Она плелась из последних сил. Снова завернула за угол и увидела дом подруги. Надо пройти совсем немного. Казалось, что, если дойдёт, то получит желанную помощь. Какую? Кто ей может помочь. Тут даже сам Бог бессилен. У неё нет ни денег, ни крыши над головой, ни мужа. Никто ей не даст денег, никто ей не предоставит квартиру и, тем более, никто не вернёт мужа. Конец, конец! Спасение только в смерти. «Господи, помоги мне умереть! Пожалуйста! Нет человека, нет проблем».
Вот и дверь. Ноги, которые немного окрепли, опять стали не материальными. Она позвонила. Шум в голове. Звонка не слышала. Звонить ещё раз или нет?
Однако, дверь открылась.
— Заходь, заходь, — весело заговорила Рэна. — Ты чего это? Тебе плохо?
Больше она ничего не слышала и не видела. Пришла в себя уже на диване. Рядом шушукаются Никита и его жена Лариса. Тёска. Никита померил давление, пульс. Велел жене сделать какой-то укол. Рэна подошла с горяченьким сладким чаем.
— Ну, вот и хорошо! Вот уже и лучше! Сейчас укольчик сделаем, чайку попьёшь и будешь как огурчик. А что случилось? С чего приступ у тебя начался?
Ей не хотелось шевелить губами. Они были сухие и слипшиеся. Она молча слегка пожала руку Никиты. Вот и Лариса со шприцем. Никита отвернулся. Надо повернуться на бок, чтобы сделать укол в ягодицу, а у неё не было сил. Помогла Рэна.
Скоро она смогла сесть. С удовольствием выпила чай. Полегчало. Рэна пыталась выяснить, что случилось.
— Да, всё тоже. Опять они вместе. Собираются в Лугу.
— А что с тобой будет? Что Сергей говорит? Что предлагает?
— Ничего не говорит. Отмалчивается.
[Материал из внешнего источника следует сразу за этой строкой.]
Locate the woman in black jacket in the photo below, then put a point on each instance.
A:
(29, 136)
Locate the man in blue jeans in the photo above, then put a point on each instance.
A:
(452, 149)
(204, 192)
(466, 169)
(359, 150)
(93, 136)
Это Андреева мне сегодня сообщила о их последнем решении. Через три-четыре месяца они выезжают. Объект сдадут, деньги получат и… тю-тю. Он вроде с матерью уже всё обсудил.
— Быть такого не может. Сергей мог влюбиться. Он влюбчивый. Но не подлый. Он не способен на подлость. Я поговорю с ним. Или Коля поговорит. Ты только не расстраивайся, успокойся. Ну, как? Тебе лучше? Дойдёшь сама или тебя проводить?
— Сама дойду, спасибо! Пока! Ребяткам спасибо!
И она вышла. Слабость во всём теле непреодолимая. Домой так не хочется! Подруга! Вот всегда так: вроде бы и хорошая подруга, а как на поверку… то как бы и не очень. «Я уж не говорю, чтобы уговорила остаться спать, никуда бы не пустила в таком состоянии — ведь еле откачали. Так хотя бы просто предложила. Ха! Предложит, а я соглашусь! Вполне возможно! Так могла бы Сергею позвонить, сообщить, что мол жена с сердечным приступом у них. Пусть бы забрал. Нет, в семейные дела они не вмешиваются. Так что и разговора у неё с Серёжей не будет». Так, раздумывая, подошла она к своему дому. Прошла мимо. Куда? А сколько времени? Уже комендантский час?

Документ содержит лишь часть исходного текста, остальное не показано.